Nos próximos anos é possível que justamente nessas duas áreas, a política internacional e as moral issues recebam mais atenção na formulação das agendas políticas e eleitorais no nosso país. Vejamos o porquê de tudo isso.
Nesse governo, aconteceram três coisas muito interessantes: a economia brasileira cresceu; a crise internacional diminuiu o poder econômico e por extensão militar de muitos países ocidentais, como a Inglaterra, por exemplo, obrigada a abaixar o orçamento militar; e o Presidente Lula se mostrou extremamente carismático e amado no exterior. Esses três fatores combinados deram a esse governo uma projeção internacional muito grande, de modo que o Presidente Lula é considerado por muitos o maior estadista que o Brasil já teve.
É, aliás, um grande erro da campanha de Dilma Rousseff não investir nesse filão. Se a pré-candidata petista se ligar ao Presidente não só na imagem de boa gestora, mas também na de estadista, levará o voto dos nacionalistas.
Esse nacionalismo tende a crescer se os bons resultados da economia e da diplomacia continuarem. Prova disso é o lançamento do filme “Segurança Nacional”, onde a Abin tenta impedir um ato terrorista contra o SIVAM. No filme, o presidente é um cara durão que comanda um país com caças e serviço secreto. É interessante vermos o nosso país num filme nosso em que nossas instituições não são ridicularizadas, como costuma fazer nossos geniais cineastas. Para o bem da pátria, claro.
Além da política externa, vemos também o aparecimento de uma arena nas moral issues, chamadas em português de “Questões Morais”. Isso se dá por que os atores envolvidos nessas questões cresceram dos dois lados. De um lado o movimento GLS, ou GLBTT, que por causa do espaço recebido da mídia tem atraído a simpatia de muitos, aliados a grupos feministas, afro-brasileiros e “libertários” de uma forma geral.
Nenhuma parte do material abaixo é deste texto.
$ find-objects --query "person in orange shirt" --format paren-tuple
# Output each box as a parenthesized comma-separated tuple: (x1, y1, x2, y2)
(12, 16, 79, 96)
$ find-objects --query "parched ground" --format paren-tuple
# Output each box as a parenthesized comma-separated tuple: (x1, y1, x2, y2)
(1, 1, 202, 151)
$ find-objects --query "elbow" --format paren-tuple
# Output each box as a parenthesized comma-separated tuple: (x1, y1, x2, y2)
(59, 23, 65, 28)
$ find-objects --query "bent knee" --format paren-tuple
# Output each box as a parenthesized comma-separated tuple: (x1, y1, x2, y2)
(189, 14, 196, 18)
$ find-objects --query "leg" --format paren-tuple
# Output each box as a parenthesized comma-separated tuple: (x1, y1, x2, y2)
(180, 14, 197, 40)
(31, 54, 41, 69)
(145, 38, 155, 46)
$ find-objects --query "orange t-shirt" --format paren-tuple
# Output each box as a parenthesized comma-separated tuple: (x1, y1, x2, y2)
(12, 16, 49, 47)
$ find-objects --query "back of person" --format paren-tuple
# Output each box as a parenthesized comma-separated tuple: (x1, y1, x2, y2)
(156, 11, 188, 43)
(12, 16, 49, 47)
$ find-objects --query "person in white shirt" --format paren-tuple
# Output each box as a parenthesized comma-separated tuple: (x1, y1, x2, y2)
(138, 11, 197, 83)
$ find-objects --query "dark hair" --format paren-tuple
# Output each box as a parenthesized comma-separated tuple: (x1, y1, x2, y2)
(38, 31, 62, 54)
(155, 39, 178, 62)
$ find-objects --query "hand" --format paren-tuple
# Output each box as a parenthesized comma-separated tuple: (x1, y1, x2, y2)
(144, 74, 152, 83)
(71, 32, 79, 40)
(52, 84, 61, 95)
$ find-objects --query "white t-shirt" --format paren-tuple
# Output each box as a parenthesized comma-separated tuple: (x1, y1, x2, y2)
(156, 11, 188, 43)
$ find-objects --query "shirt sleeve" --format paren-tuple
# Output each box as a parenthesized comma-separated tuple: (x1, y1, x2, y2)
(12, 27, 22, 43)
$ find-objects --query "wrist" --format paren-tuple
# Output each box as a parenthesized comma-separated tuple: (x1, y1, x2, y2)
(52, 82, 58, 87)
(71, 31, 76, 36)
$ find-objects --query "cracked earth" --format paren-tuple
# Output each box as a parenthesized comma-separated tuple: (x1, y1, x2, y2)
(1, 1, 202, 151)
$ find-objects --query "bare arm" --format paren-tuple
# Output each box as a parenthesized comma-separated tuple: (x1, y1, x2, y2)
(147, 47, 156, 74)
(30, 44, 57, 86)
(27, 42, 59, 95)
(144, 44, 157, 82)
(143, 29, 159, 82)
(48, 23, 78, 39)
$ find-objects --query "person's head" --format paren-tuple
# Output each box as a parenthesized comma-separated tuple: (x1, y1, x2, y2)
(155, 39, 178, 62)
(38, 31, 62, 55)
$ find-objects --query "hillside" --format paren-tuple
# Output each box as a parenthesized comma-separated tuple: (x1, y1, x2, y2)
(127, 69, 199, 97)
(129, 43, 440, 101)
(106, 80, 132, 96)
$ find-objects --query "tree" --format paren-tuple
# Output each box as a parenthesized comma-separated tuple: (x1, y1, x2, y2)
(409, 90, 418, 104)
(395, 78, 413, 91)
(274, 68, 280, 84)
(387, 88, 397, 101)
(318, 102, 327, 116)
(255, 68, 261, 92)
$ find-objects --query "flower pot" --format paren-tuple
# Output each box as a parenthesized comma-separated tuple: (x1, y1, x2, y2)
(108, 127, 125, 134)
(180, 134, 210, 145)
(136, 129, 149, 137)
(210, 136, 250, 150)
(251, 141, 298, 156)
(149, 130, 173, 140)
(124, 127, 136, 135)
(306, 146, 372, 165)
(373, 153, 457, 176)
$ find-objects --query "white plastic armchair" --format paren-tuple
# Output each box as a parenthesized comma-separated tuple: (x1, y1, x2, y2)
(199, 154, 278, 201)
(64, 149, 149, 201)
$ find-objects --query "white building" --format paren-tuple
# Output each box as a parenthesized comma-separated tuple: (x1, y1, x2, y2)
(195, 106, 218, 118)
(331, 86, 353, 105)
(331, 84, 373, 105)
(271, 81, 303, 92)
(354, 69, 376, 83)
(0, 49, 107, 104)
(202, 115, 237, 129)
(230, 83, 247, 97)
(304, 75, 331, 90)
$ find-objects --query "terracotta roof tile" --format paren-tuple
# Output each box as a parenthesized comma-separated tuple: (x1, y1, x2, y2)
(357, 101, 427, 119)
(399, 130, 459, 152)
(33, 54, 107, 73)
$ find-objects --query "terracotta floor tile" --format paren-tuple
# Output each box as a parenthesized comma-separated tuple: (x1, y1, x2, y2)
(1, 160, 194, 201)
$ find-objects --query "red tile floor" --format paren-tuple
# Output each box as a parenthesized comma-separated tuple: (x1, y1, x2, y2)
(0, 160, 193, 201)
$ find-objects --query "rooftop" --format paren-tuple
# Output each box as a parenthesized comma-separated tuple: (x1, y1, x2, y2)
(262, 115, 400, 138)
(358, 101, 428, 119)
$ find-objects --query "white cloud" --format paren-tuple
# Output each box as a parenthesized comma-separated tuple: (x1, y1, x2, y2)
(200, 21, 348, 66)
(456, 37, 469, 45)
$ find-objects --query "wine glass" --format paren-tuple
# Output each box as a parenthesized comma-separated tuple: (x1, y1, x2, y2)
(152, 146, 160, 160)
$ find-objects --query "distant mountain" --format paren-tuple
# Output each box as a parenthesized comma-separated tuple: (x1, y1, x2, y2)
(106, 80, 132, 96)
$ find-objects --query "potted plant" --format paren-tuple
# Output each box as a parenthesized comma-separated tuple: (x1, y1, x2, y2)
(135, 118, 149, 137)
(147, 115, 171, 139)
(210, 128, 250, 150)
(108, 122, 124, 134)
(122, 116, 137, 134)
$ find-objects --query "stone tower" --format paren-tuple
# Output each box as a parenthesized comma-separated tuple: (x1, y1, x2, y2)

É a nova esquerda.
Percebe-se também o aumento das igrejas evangélicos e de seu capital eleitoral. A própria existência de leis anticristãs (termo evangélico) ou libertárias (termo libertário) já é um fator de legitimação para a existência da bancada evangélica. A existência dessas leis deve, paradoxalmente, aumentar a presença evangélica na política, além de manter os católicos no páreo. Nunca é demais lembrar que os libertários conseguiram o que nenhum ecumênico estava conseguindo: juntar católicos e evangélicos no mesmo barco, segurando a mesma bandeira e “amando-se mutuamente”.
Aparentemente nessas eleições essas mudanças não vão se fazer ainda. Não no nível presidencial, mas no legislativo é capaz de uma pequena amostra dessas tendências começarem a aparecer. A imprensa e os presidenciáveis não perceberam ainda a potencialidade eleitoral dessas mudanças, mas com o passar do tempo poderemos assistir a um aumento do leque do que é considerado um legítimo tema político. A política no Brasil parece estar ficando mais ampla e muito mais interessante também.